食生活まで最適化され、誰もが同じ体型であり、精神的にも健康で画一的な人間ばかりの世界。そんな世界に反感を持つミァハにとっては「健康」は「不自由」であり、「不健康」こそが「自由」になる。そして「自由」とは何かという問いが、そのまま「生きる」ことの意味に直結していく。自分という存在は「わたし」のためにあるのか、「みんな」のためなのか。世界を極限の状況に突き落とすことで、この物語は現代社会の歪を暴き出していく。喫煙は自由? 肥満は自由? カフェインは自由? 自殺は自由? 売春は自由? ニートは自由? トラウマは自由? 病気は自由? 生きることは自由?

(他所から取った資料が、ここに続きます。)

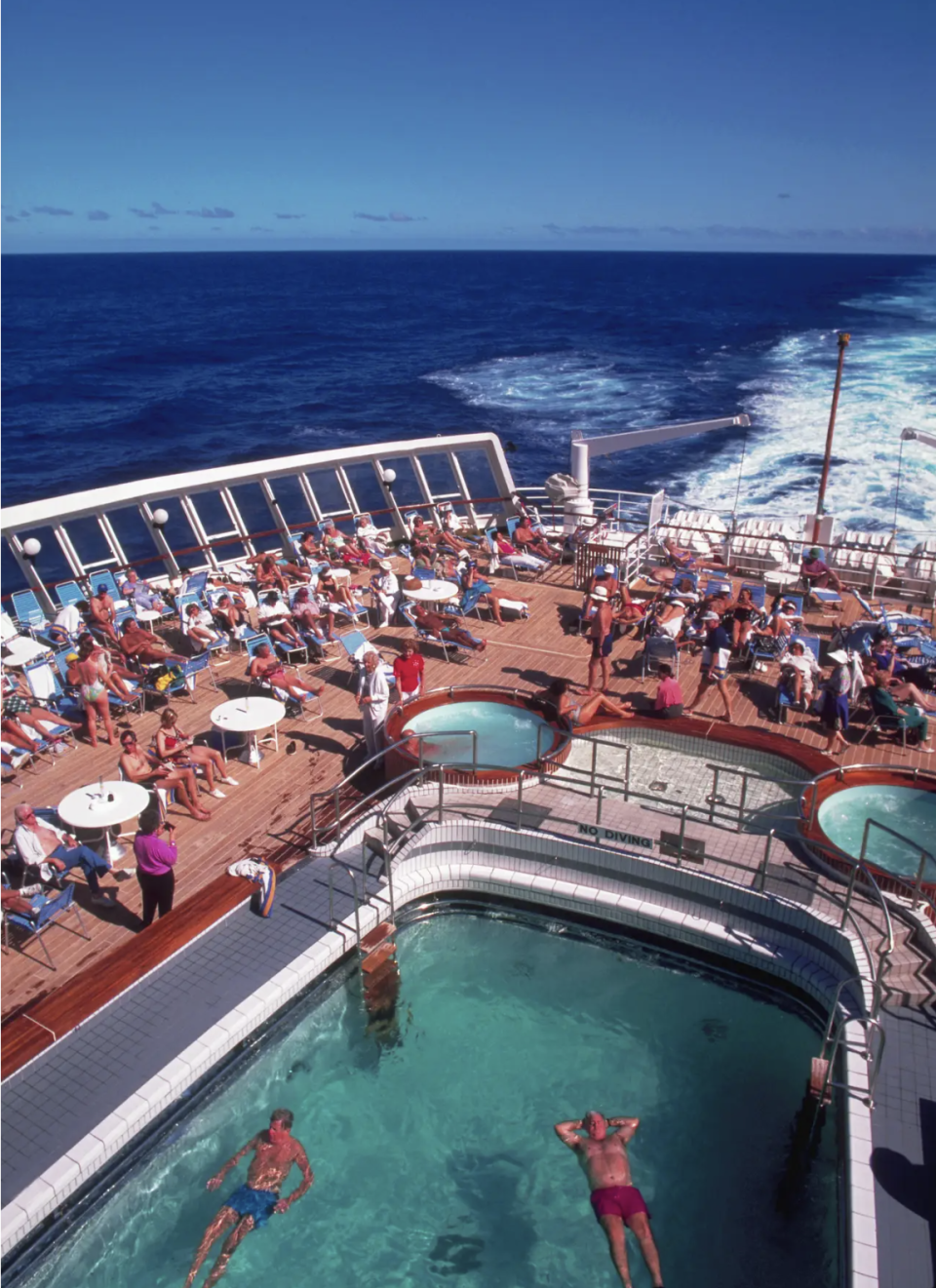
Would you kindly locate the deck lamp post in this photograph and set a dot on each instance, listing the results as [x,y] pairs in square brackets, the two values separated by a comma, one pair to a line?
[843,337]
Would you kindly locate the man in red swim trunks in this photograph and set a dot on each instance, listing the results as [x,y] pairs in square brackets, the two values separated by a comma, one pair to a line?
[614,1199]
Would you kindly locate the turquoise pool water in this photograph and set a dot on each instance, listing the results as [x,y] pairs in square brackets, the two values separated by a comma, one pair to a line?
[907,810]
[506,735]
[435,1160]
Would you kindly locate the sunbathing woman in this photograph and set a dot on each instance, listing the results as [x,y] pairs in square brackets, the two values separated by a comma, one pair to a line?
[269,670]
[140,766]
[581,711]
[176,747]
[92,673]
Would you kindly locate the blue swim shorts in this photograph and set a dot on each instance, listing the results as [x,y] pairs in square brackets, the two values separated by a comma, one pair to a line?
[256,1203]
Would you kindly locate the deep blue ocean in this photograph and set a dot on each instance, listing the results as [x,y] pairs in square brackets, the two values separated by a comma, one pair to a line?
[127,366]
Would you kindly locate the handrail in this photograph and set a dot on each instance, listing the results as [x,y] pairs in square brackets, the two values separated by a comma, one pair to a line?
[349,871]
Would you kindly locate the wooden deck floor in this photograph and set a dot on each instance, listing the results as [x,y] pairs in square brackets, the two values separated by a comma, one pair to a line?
[256,815]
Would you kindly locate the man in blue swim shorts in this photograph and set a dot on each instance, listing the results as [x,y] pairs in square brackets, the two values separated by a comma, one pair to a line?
[254,1203]
[614,1199]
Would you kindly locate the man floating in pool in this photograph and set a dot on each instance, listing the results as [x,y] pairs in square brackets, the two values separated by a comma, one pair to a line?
[614,1199]
[254,1203]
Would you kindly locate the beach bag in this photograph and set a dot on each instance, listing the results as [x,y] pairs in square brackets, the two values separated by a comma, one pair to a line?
[169,677]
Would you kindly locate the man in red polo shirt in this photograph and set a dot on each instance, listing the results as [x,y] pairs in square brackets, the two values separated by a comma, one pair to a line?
[407,671]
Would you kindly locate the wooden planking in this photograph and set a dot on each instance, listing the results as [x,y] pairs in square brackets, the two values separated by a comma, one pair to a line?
[256,817]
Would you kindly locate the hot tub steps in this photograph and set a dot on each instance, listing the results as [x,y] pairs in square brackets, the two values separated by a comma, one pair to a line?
[378,969]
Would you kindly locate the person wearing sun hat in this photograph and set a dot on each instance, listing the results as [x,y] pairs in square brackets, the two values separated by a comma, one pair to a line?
[385,590]
[715,658]
[835,707]
[816,572]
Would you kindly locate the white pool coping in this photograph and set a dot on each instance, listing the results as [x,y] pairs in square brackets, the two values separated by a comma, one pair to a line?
[435,862]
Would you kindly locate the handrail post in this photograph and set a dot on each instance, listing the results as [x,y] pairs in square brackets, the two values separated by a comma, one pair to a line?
[918,882]
[715,793]
[767,842]
[847,895]
[682,836]
[742,803]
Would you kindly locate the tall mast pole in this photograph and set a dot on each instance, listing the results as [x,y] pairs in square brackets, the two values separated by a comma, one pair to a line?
[843,337]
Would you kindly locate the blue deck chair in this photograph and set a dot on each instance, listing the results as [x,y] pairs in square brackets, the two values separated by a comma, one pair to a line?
[659,648]
[293,706]
[28,612]
[48,915]
[461,652]
[68,593]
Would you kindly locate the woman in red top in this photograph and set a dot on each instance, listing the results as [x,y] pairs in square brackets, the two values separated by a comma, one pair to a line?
[407,671]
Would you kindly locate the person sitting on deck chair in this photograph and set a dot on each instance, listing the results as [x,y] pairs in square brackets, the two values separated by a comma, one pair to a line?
[815,572]
[144,646]
[446,629]
[253,1204]
[103,613]
[534,542]
[900,714]
[51,849]
[143,767]
[267,667]
[273,617]
[799,671]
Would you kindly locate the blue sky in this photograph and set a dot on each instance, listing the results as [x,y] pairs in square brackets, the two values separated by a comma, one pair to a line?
[573,124]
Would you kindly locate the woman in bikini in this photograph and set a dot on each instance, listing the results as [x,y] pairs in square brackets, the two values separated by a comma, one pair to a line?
[174,747]
[92,673]
[269,670]
[139,766]
[581,711]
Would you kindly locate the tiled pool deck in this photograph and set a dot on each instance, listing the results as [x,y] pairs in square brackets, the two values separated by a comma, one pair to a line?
[131,1062]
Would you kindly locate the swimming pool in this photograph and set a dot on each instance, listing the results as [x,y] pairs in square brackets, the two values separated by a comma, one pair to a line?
[904,809]
[510,733]
[435,1156]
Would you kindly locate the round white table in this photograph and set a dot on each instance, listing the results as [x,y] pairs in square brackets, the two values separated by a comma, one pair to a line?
[104,805]
[434,593]
[249,715]
[20,649]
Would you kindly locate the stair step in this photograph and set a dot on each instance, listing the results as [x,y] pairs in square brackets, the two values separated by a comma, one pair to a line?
[380,976]
[374,959]
[376,937]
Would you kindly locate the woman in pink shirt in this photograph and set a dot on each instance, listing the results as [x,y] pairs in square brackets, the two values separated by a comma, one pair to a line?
[668,703]
[155,865]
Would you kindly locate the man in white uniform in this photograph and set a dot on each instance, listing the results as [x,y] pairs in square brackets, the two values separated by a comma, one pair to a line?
[385,591]
[373,699]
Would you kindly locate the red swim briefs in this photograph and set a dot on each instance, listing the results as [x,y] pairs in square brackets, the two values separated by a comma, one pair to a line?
[623,1200]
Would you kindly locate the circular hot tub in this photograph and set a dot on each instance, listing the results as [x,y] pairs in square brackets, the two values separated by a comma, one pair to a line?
[907,810]
[510,734]
[835,822]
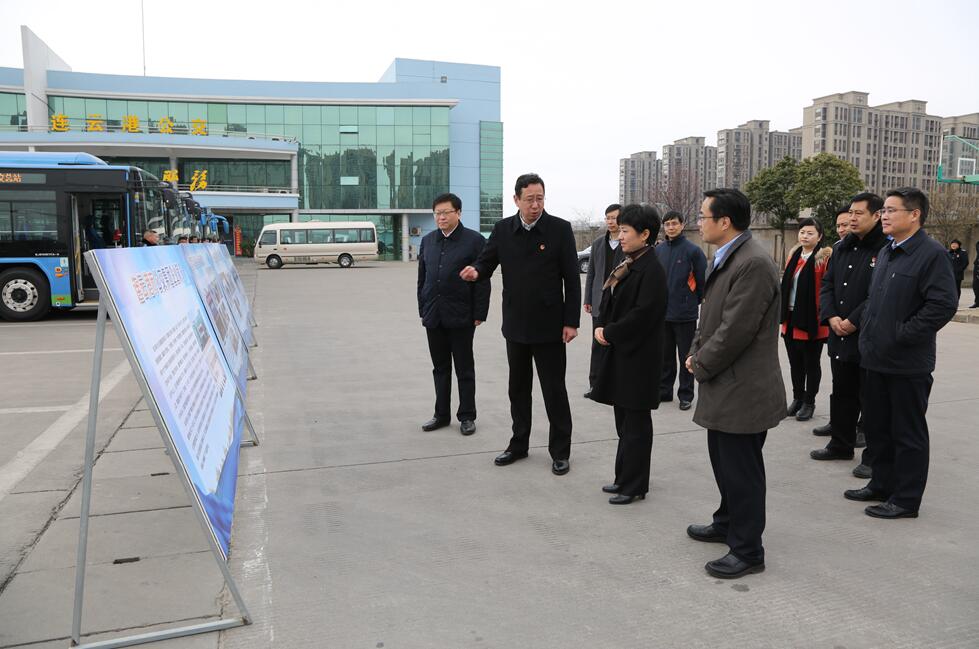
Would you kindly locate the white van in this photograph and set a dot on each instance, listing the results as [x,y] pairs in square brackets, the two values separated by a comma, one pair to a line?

快適に生きる権利が拡大していくと同時に、知らないうちに失われていくものはいったい何なのか。何度も問いかけられる「自由」というテーマに、藤原新也がインドで言った「人間は犬に食われるほど自由だ」という言葉を思いだした。どこまでも世界を過酷な状況に追い込んでいくアクロバティックな展開に「デビルマン」を彷彿とさせる。
著者は一昨年のデビュー作『虐殺機関』を読んで、次回作も読もうとチェックをしていた作家だった。『ハーモニー』は全作を超える内容だと思う。これからも、ずっと追いかけたかったから、今年の3月に癌で亡くなったと聞いてとてもショックだった。好きな作家さんばかり亡くなっていく。星雲賞受賞、おめでとうございます。ご冥福をお祈りします。